Maybe the rice was trying to tell me not to make it in a rice cooker because the batch I actually cooked last night glued itself to the bottom and sides of the pot. I remember making the same recipe in the rice cooker and it turning out fine, but that was in the early, early days of my life at the Shack and the endorphins and adrenaline of new love make everything so effortless. Now I exist in a truer reality where rice scorches and sticks arbitrarily.

I finished Julie and Julia last night. I’m glad to have gotten the “real” story behind the movie even if it was nothing like that I expected. Given the lackluster reviews of Powell’s latest effort, I won’t be going out of my way to get my hands on a copy.

The snow has spawned productivity around here. I’m not much closer to getting those four queries sent out – I really, really need to get to the library – but this morning I did start out on a silly little article for the heck of it. I hate writing on spec anymore, but this specific publication’s guidelines specify that they prefer receiving completed articles so a tip tapping at the keyboard I will go with marginal hope of financial reward for my labors.

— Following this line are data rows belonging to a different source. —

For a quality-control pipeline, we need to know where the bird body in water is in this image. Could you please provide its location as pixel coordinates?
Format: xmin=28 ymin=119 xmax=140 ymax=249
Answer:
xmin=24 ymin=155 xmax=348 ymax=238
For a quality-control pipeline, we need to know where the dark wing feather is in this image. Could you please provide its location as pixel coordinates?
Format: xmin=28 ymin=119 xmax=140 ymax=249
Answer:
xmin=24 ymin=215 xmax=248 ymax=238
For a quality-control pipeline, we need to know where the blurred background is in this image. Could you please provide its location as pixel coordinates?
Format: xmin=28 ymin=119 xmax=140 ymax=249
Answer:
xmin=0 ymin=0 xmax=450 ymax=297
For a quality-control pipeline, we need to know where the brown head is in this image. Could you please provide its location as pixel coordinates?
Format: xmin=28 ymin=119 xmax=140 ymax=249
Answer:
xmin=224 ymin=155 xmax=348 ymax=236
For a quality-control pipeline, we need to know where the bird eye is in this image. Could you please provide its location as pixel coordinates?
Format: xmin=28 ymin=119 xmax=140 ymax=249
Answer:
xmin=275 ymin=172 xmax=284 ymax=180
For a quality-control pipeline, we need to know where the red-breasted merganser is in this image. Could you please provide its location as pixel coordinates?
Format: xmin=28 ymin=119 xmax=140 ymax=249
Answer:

I do have a new article assignment though (yet another topic I would never have thought about had I not been assigned to write it – who knew there were so many of those?) and I got another chapter of the novel edited today which means my self-imposed deadline of having the novel completely rewritten by the end of March is looking more and more realistic every day.

Good Lord, what am I going to do when this mother is edited and I’ve written a synopsis and a cover letter to go with it? Submit it places? It’s just so scary!

1 comment:

  1. Donna clued me in to your writing....lovely. I was just out in the snow draped forest, also lovely. Do you also knit for sale? Donna's mom, Shelly.